# RE: UTN #31 and direct compression of code points

From: Philippe Verdy (verdy_p@wanadoo.fr)
Date: Mon May 07 2007 - 01:27:47 CDT

• Next message: Philippe Verdy: "RE: UTN #31 and direct compression of code points"

Doug Ewell wrote:
> Envoyé : lundi 7 mai 2007 03:29
> À : Unicode Mailing List
> Objet : UTN #31 and direct compression of code points
>
> I just discovered UTN #31, "Fast Compression Algorithm for Unicode
> Text," which describes a simplified Lempel-Ziv-type approach that is
> applied directly to "16 bit Unicode characters," unlike most LZ and
> other compression algorithms which operate on bytes.
>
> Although "16 bit" still isn't quite right -- there's more to Unicode
> than the BMP -- the approach of compressing Unicode code points directly
> was especially interesting to me, because I've wondered for a long time
> about the statement in the Unicode FAQ on this very topic:
>
> "To get the same effect [as SCSU] with one of the popular general
> purpose algorithms, like Huffman or any of the variants of Lempel-Ziv
> compression, it would have to be retargeted to 16-bit, losing
> effectiveness due to the larger alphabet size. It's relatively easy to
> work out the math for the Huffman case to show how many extra bits the
> compressed text would need just because the alphabet was larger.
> Similar effects exist for LZW."
(...)

First I can see the references to the expression "16-bit Unicode characters"
in the text of the document; it should better read as "16-bit Unicode code
units". I see "16-bit units", which should also be read "16-bit code units".
This does not matter here, because the text remains valid after this minor
change.

The rationale with the choice of 16-bit code units is explained by the
nature of code matches, i.e. their average size, and how we can represent
them efficiently. Compressing 32-bit units would require re-encoding the
code matches on larger bit-fields, as well as to increase the size of the
lookup dictionary to an unreasonable and unbounded limit.

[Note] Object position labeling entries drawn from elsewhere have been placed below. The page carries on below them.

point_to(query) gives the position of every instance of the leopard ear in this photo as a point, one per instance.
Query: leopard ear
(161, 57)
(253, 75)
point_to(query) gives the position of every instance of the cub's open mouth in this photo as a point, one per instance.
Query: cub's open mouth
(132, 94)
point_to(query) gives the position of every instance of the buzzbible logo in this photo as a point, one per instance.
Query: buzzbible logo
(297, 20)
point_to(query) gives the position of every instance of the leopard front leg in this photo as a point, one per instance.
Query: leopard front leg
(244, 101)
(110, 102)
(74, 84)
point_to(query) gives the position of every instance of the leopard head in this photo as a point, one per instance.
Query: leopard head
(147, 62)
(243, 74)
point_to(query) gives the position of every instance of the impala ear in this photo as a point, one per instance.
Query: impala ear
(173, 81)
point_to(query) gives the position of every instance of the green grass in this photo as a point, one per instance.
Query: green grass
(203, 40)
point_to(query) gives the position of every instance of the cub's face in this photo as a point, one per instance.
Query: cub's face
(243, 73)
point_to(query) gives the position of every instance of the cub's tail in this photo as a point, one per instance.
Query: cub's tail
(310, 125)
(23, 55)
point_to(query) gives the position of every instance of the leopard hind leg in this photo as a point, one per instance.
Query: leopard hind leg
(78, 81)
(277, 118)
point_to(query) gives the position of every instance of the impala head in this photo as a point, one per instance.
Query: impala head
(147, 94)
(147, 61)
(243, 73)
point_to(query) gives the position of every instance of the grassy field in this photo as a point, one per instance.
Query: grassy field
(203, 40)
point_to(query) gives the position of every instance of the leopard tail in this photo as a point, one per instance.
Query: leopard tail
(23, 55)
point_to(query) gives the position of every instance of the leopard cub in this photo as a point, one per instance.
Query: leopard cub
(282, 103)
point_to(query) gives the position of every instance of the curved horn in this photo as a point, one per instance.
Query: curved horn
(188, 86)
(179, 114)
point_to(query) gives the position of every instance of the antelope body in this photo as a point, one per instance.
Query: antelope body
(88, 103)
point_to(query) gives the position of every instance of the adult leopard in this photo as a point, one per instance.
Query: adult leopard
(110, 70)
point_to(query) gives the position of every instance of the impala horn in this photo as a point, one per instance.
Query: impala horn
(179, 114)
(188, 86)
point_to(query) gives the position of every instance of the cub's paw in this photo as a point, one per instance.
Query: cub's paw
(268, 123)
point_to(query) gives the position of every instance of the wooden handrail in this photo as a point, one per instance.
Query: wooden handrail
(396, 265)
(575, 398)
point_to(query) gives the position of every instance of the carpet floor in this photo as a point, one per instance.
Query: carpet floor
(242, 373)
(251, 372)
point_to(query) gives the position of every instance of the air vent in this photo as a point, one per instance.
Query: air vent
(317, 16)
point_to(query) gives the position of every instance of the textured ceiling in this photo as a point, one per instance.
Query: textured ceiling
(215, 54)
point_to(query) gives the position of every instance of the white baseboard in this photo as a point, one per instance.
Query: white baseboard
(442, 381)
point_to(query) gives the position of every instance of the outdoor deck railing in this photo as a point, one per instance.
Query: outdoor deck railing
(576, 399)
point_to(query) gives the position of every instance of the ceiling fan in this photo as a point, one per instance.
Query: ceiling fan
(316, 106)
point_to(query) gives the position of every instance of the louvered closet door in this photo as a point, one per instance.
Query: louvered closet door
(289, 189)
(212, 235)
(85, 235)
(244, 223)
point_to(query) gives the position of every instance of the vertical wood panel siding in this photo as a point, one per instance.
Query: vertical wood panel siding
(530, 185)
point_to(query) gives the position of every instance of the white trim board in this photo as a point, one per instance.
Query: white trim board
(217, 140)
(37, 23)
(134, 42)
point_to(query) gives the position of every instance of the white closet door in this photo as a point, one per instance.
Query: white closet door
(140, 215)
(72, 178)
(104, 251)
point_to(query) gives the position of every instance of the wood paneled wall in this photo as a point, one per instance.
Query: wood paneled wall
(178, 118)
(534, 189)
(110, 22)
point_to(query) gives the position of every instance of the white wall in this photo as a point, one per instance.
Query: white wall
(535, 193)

You seem to forget that such Huffman coding requires not only storing the
bitstreams representing each compressed code point, but also the table that
will be needed to decode the bit-stream. On a large alphabet like Unicode,
this conversion table will have a very significant size, unless you have a
predetermined table, based on fixed distributions, but then the compression
will only be effective on texts having the same code point frequencies as in
the fixed distribution.

Huffman coding is effective for example if you know the source language and
script of most of the texts you have to compress, but if there are texts
that have different distributions, the Huffman coding may be MUCH larger.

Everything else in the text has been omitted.